BRÜSSEL – ASTANA: EINE NEUE KLIMABRÜCKE? – Mit ihrer Global-Gateway-Strategie und Investitionen in Kasachstans Landwirtschaft versucht die Europäische Union in Zentralasien an Einfluss zu gewinnen. Insbesondere im Bereich der grünen Technologien hat Europa im Vergleich zu geopolitischen Konkurrenten eine Vorreiterrolle.

Der Sharyn-Canyon in Kasachstan (Illustrationsbild), Photo : Bgag / Wikimedia Commons.
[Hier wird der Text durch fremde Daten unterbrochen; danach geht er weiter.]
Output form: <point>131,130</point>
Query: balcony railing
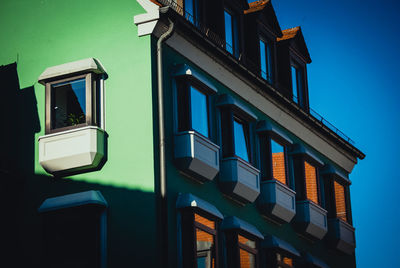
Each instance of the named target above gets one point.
<point>253,68</point>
BRÜSSEL – ASTANA: EINE NEUE KLIMABRÜCKE? – Mit ihrer Global-Gateway-Strategie und Investitionen in Kasachstans Landwirtschaft versucht die Europäische Union in Zentralasien an Einfluss zu gewinnen. Insbesondere im Bereich der grünen Technologien hat Europa im Vergleich zu geopolitischen Konkurrenten eine Vorreiterrolle.

Welche wirtschaftlichen, sozialen und geopolitischen Auswirkungen hat der Klimawandel in Zentralasien? Wo besteht dringender Handlungsbedarf? Reichen die bereits ergriffenen Maßnahmen aus? Die Artikelserie BRÜSSEL-ASTANA: EINE NEUE KLIMABRÜCKE? geht diesen Fragen nach. Ein Projekt von Konstantin Blondeau-Mikhaïlov und Camille Ramecourt.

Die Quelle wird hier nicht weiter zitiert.